Carlos tiene un patrón jovencito que se llama Rodrigo, quien tiene un bebé con algún problemita y una mujer preciosa que se llama Federica. Son buena gente, como el patrón mayor, el padre de don Rodrigo, gente preocupada por la cosecha y el bienestar de los demás. Al menos eso dice el padre de Carlos cuando le sugiere a don Rodrigo que se lleve a su hijo a trabajar porque él ya está viejo, y porque ese trabajo le permitirá a Carlos entrenar al caballo para la carrera del pueblo, su máxima ambición.

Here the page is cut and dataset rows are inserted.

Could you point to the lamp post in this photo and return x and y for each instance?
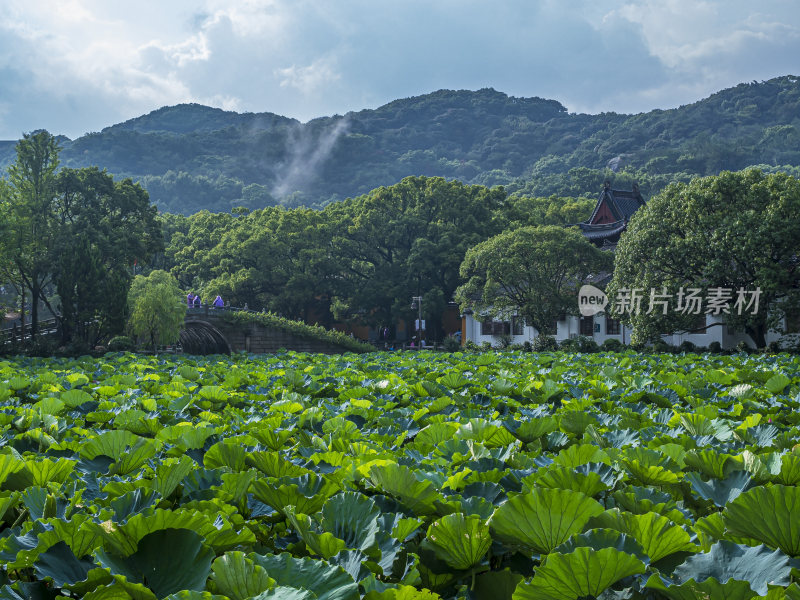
(416, 302)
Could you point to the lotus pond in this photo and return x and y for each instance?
(400, 476)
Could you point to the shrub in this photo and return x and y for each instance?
(613, 345)
(451, 344)
(120, 343)
(581, 343)
(504, 341)
(545, 343)
(662, 347)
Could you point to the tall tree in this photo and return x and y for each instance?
(408, 240)
(719, 235)
(28, 213)
(103, 228)
(157, 308)
(534, 272)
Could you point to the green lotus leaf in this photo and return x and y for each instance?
(122, 539)
(711, 529)
(642, 500)
(326, 581)
(597, 539)
(402, 592)
(9, 464)
(590, 483)
(543, 518)
(66, 570)
(192, 595)
(135, 456)
(50, 406)
(768, 514)
(400, 482)
(113, 444)
(581, 454)
(8, 500)
(307, 496)
(166, 561)
(282, 592)
(711, 463)
(435, 434)
(273, 464)
(720, 491)
(777, 383)
(237, 577)
(225, 454)
(575, 421)
(790, 470)
(725, 566)
(658, 536)
(170, 472)
(581, 573)
(496, 585)
(323, 544)
(532, 429)
(458, 540)
(39, 472)
(353, 517)
(763, 467)
(454, 381)
(121, 589)
(213, 393)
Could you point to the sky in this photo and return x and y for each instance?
(77, 66)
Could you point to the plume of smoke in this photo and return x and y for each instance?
(305, 156)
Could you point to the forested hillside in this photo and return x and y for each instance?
(191, 157)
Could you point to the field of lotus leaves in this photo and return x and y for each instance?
(400, 476)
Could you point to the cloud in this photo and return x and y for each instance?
(308, 79)
(79, 65)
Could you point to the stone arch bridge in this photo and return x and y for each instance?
(206, 331)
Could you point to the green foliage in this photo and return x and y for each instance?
(192, 158)
(531, 271)
(400, 475)
(157, 308)
(684, 238)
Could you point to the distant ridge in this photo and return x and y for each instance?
(192, 157)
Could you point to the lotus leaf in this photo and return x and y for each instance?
(543, 518)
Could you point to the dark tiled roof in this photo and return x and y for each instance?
(623, 203)
(602, 231)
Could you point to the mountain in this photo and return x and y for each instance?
(192, 157)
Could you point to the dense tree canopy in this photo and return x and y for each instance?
(534, 272)
(193, 158)
(75, 232)
(157, 309)
(735, 231)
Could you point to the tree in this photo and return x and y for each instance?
(103, 227)
(157, 308)
(27, 210)
(534, 272)
(407, 240)
(731, 232)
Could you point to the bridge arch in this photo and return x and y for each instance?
(201, 337)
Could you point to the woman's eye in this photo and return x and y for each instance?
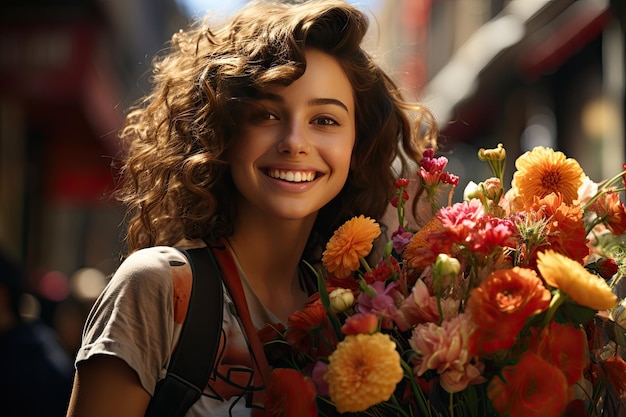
(325, 121)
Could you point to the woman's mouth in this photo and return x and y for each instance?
(292, 176)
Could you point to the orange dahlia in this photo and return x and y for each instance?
(543, 171)
(426, 244)
(352, 241)
(363, 371)
(573, 279)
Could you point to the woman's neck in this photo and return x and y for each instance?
(269, 252)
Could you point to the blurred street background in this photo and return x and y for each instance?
(517, 72)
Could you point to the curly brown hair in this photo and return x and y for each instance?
(174, 179)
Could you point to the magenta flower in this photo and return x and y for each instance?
(400, 239)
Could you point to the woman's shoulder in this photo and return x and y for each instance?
(156, 260)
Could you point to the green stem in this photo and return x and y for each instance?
(365, 265)
(417, 391)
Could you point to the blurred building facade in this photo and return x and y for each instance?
(517, 72)
(68, 71)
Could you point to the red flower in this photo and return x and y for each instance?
(309, 331)
(530, 388)
(576, 408)
(565, 347)
(290, 393)
(501, 305)
(360, 323)
(615, 368)
(383, 271)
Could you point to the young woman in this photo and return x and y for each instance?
(258, 139)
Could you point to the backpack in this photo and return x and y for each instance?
(187, 376)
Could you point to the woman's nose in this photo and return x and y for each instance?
(295, 140)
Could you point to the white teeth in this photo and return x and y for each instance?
(292, 176)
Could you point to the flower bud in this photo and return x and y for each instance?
(472, 190)
(493, 188)
(341, 299)
(446, 266)
(496, 154)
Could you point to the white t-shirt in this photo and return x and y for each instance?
(139, 316)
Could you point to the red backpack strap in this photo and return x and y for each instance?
(232, 280)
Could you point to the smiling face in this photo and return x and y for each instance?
(292, 155)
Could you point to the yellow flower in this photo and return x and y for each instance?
(573, 279)
(363, 371)
(543, 171)
(352, 241)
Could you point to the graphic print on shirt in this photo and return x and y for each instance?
(233, 378)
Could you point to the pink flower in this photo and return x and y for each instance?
(445, 349)
(460, 219)
(490, 233)
(382, 304)
(383, 271)
(421, 307)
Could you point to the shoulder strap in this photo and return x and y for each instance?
(262, 374)
(194, 357)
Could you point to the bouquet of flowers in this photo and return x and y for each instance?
(505, 304)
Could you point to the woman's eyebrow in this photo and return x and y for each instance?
(322, 101)
(313, 102)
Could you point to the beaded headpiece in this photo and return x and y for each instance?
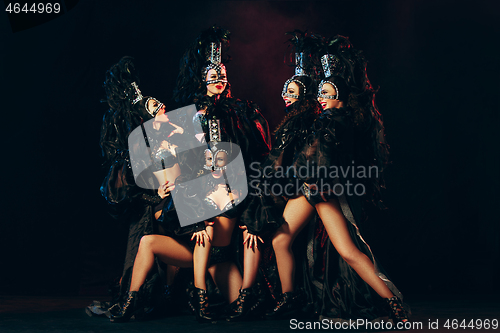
(137, 93)
(299, 71)
(332, 66)
(213, 54)
(155, 111)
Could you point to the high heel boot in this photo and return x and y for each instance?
(200, 305)
(128, 309)
(288, 305)
(398, 313)
(246, 306)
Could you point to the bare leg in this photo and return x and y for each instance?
(297, 213)
(251, 261)
(336, 227)
(171, 273)
(226, 275)
(201, 255)
(227, 278)
(166, 249)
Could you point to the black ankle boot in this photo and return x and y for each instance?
(398, 313)
(128, 309)
(288, 305)
(246, 306)
(200, 306)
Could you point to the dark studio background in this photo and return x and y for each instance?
(436, 63)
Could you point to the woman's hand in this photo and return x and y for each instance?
(178, 130)
(202, 234)
(164, 190)
(251, 240)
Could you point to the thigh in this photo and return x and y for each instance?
(336, 227)
(296, 214)
(171, 251)
(223, 230)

Rodrigo acepta porque tiene que hacer buena letra con su padre y con la cosecha de la que lo hace responsable, y Carlos y don Rodrigo se hacen amigos, casi compinches, una de esas amistades que desafían los cánones sociales establecidos en estas vastas pampas acuchilladas del sur del continente. Carlos es un gurí todavía, pero ya tiene una hijita con Estefanía.

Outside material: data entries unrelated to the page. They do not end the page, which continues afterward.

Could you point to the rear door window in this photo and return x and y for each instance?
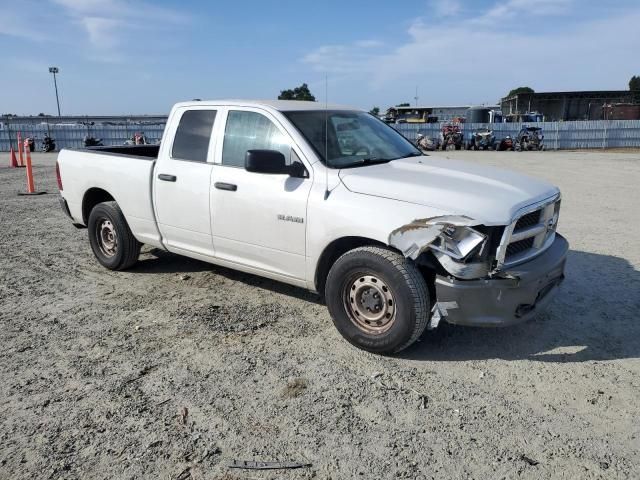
(193, 135)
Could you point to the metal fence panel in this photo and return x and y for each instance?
(72, 135)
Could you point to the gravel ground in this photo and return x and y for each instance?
(177, 367)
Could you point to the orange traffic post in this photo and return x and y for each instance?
(30, 186)
(14, 161)
(20, 149)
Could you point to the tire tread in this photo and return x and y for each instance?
(415, 281)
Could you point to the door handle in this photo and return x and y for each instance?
(225, 186)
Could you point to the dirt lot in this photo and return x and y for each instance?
(177, 367)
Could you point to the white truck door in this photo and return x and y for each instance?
(182, 181)
(259, 220)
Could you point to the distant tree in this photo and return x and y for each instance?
(299, 93)
(519, 90)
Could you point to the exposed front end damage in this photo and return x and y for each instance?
(474, 285)
(458, 247)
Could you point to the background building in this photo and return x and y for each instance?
(554, 106)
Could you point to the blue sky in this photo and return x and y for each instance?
(127, 57)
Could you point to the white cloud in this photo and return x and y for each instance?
(446, 8)
(513, 9)
(111, 24)
(467, 61)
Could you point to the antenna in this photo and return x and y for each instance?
(326, 136)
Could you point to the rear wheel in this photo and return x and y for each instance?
(110, 237)
(378, 299)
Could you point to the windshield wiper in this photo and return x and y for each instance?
(367, 161)
(408, 155)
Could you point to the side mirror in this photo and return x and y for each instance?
(272, 162)
(265, 161)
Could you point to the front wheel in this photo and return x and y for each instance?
(378, 299)
(110, 237)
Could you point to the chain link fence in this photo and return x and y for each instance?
(71, 135)
(557, 135)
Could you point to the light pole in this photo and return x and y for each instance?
(55, 70)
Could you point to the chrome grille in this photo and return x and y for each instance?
(529, 234)
(528, 220)
(519, 246)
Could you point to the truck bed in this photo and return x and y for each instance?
(124, 172)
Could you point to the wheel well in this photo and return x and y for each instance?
(92, 197)
(335, 250)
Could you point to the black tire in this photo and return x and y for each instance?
(107, 219)
(407, 287)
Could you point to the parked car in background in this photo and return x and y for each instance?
(505, 144)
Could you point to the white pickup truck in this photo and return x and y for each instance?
(333, 200)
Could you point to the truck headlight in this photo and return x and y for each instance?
(458, 242)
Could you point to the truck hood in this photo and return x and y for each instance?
(489, 195)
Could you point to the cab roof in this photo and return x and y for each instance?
(279, 105)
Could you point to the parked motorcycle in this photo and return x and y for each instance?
(451, 137)
(91, 141)
(529, 138)
(425, 143)
(30, 143)
(481, 139)
(48, 144)
(505, 144)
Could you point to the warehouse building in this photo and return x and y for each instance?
(586, 105)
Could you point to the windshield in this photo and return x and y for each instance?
(344, 139)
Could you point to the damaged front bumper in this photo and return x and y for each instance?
(522, 292)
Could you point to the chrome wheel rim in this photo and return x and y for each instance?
(370, 303)
(107, 238)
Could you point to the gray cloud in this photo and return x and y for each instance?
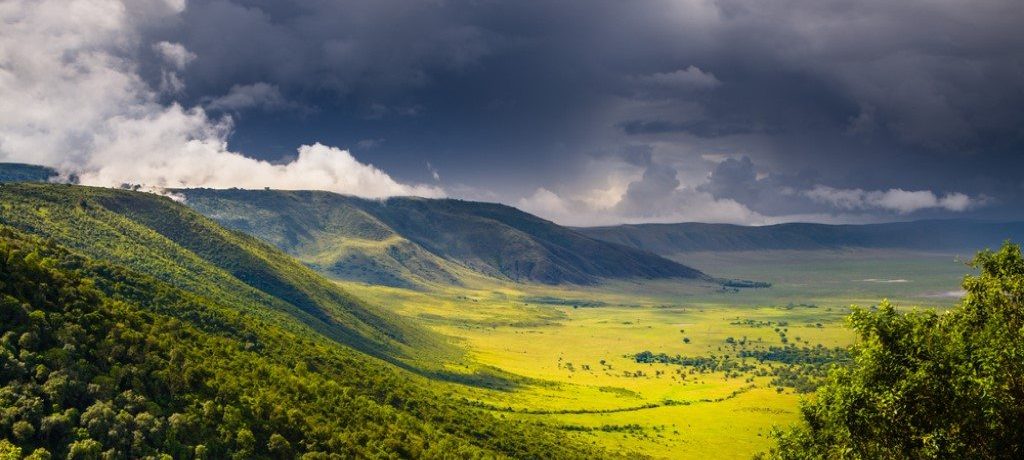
(509, 98)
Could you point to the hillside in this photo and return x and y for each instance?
(119, 340)
(667, 239)
(16, 172)
(170, 242)
(327, 232)
(408, 240)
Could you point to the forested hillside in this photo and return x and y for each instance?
(928, 384)
(16, 172)
(125, 340)
(404, 240)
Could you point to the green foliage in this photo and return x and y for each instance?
(15, 172)
(122, 336)
(429, 240)
(925, 384)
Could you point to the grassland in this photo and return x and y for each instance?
(570, 351)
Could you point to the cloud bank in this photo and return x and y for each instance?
(72, 97)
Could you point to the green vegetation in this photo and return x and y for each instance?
(670, 239)
(15, 172)
(925, 384)
(133, 326)
(406, 242)
(99, 354)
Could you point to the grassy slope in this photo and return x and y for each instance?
(404, 241)
(100, 357)
(327, 232)
(669, 239)
(176, 245)
(17, 172)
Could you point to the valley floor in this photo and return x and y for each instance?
(734, 365)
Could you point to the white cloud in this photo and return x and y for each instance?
(71, 97)
(896, 200)
(174, 54)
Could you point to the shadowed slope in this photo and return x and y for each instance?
(669, 239)
(414, 240)
(163, 239)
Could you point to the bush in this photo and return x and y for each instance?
(925, 384)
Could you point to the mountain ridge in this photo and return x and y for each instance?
(434, 239)
(667, 239)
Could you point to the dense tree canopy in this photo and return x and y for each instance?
(928, 384)
(92, 366)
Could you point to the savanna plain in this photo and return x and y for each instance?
(671, 369)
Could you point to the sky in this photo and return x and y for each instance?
(584, 112)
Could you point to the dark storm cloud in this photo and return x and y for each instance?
(876, 95)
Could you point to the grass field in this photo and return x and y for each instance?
(734, 364)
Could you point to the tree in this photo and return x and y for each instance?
(925, 384)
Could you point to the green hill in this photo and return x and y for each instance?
(131, 327)
(670, 239)
(408, 240)
(17, 172)
(329, 233)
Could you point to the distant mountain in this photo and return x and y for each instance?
(133, 327)
(402, 241)
(669, 239)
(17, 172)
(174, 244)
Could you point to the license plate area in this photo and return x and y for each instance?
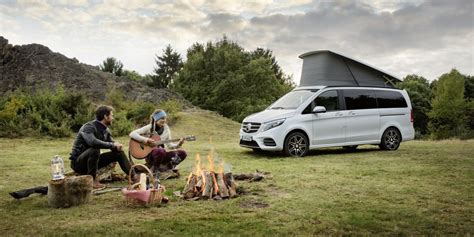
(247, 138)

Una tarde los padres de Carlos, Estefanía y la beba lo van a visitar a la estancia donde trabaja, y Carlos se lleva a Estefanía y a la beba a pasear en tractor. Algo tremendo pasa, algo que vemos de lejos y que no se puede remediar. Y la amistad entre Carlos y Rodrigo se quiebra, al tiempo que Estefanía se empodera, Federica se vuelve monstruosa, y el clima se enrarece para que El empleado y el patrón encuentre sus mayores virtudes.
En aquella geografía inmodificable de las fronteras, ese suspenso que crece a medida que se acentúa la ambivalencia en el juego del poder tiene su punto más verosímil cuando los personajes de ese maravilloso cuarteto de actores (Nahuel Pérez Biscayart, Cristian Borges, Justina Bustos y Fátima Quintanilla) muestran su verdadera naturaleza, tan lejana de la impostura social y tan cercana de nuestra esencia como especie. Visualmente espléndida, con esos constantes tonos fríos derivados del azul, El empleado y el patrón tiene la extraña virtud de no pontificar sobre cuestiones sociales o políticas de nuestra coyuntura actual. Sin embargo, le pone el pecho a las balas sin establecer juicios ni encontrar culpables, porque nunca se pregunta por la inocencia de nadie.